Fredrik Olaus Nilsson (1809-1881) was a key figure in the development of religious freedom in Sweden due to his fierce commitment to the Baptist cause.
Born into a nautical family, when hard times struck FO turned to the sea. One one voyage down the Atlantic coast of the US, Nilsson’s ship was caught in a fierce storm and they feared for their lives and Nilsson turned to God for protection.
Surviving the storm and arriving safely in New York, Nilsson spent the next few years working for the New York Tract Society. In 1839 Nilsson returned to Sweden and began working for the American Seaman’s Friend Society as an evangelist to sailors in the port city of Gothenburg.
1845 would be prove to be a key year for Nilsson. He both married Ulrica Olson and was introduced to Baptist theology. In 1847 Nilsson travelled to Germany in order to be baptised. The following year Nilsson, who had made another trip to Germany to be ordained as a Baptist minister, together with his wife and a handful of friends started the first Baptist church in Sweden. This did not go down too well with the Lutheran establishment.
They were persecuted, imprisoned and in 1850 Nilsson was banished from Sweden. His exile, despite an appeal to the King of Sweden, drew the attention of the evangelical world and pressure began to mount for greater religious freedom in Sweden.
After a short stint in Denmark, Nilsson returned to America where he worked as a missionary-pastor among Swedish immigrants where they would spend the next eight years.
In his absence the Baptists had grown considerably and by 1860 when Nilsson returned to Sweden, they numbered some 4500. Nilsson again appealed to the crown and the new King ended his banishment and relaxed the laws on the church.
That year, for the first time, it became legal for Swedish citizens to leave the Church of Sweden, so long as they joined another Christian body acknowledged by the government, and only after they had met their Lutheran parish priest for counselling.

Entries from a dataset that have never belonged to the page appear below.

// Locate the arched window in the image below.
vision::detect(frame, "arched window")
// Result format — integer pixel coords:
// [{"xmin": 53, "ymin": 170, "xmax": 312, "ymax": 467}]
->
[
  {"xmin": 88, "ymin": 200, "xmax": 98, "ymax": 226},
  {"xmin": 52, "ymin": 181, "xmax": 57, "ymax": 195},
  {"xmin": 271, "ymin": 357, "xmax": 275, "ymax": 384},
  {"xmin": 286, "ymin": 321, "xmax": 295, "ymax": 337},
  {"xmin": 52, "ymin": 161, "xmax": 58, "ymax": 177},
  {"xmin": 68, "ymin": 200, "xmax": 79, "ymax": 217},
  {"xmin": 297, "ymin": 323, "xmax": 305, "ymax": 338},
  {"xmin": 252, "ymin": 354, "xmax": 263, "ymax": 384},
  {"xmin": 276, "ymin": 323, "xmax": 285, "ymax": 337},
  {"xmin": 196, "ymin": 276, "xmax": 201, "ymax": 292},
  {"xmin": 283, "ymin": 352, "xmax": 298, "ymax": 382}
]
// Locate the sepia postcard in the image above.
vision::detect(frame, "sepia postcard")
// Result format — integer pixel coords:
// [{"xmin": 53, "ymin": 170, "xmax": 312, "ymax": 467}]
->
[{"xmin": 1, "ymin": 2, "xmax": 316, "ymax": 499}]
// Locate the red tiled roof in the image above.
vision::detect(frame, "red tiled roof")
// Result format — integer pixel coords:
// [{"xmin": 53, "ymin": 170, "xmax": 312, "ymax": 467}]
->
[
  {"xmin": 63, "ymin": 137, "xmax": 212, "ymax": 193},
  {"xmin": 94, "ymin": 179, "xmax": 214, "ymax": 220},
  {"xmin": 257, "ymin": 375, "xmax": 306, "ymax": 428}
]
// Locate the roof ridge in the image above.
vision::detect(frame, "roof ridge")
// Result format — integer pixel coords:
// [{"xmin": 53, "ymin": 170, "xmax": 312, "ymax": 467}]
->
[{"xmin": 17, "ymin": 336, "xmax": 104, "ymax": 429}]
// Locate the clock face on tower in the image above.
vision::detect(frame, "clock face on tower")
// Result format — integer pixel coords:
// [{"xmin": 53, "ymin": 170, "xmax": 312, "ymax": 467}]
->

He spent the next eight years in Gothenburg and established the Baptist church in the city which is still in existence today and led by my friend Johnny Lithell. However he made one final return to the US and settled in Minnesota where he pastored but was caught up in controversy as he began to pursue unorthodox teachings. However writing to a friend just four days before his death in 1881 he said,
Have had great temptations to forsake everything in religion. But the Lord is faithful and will not let us be tempted beyond our strength. With him is grace and love. Jesus Christ is my only hope, on that Rock will I rest, who has saved me. May the Lord help me to the last.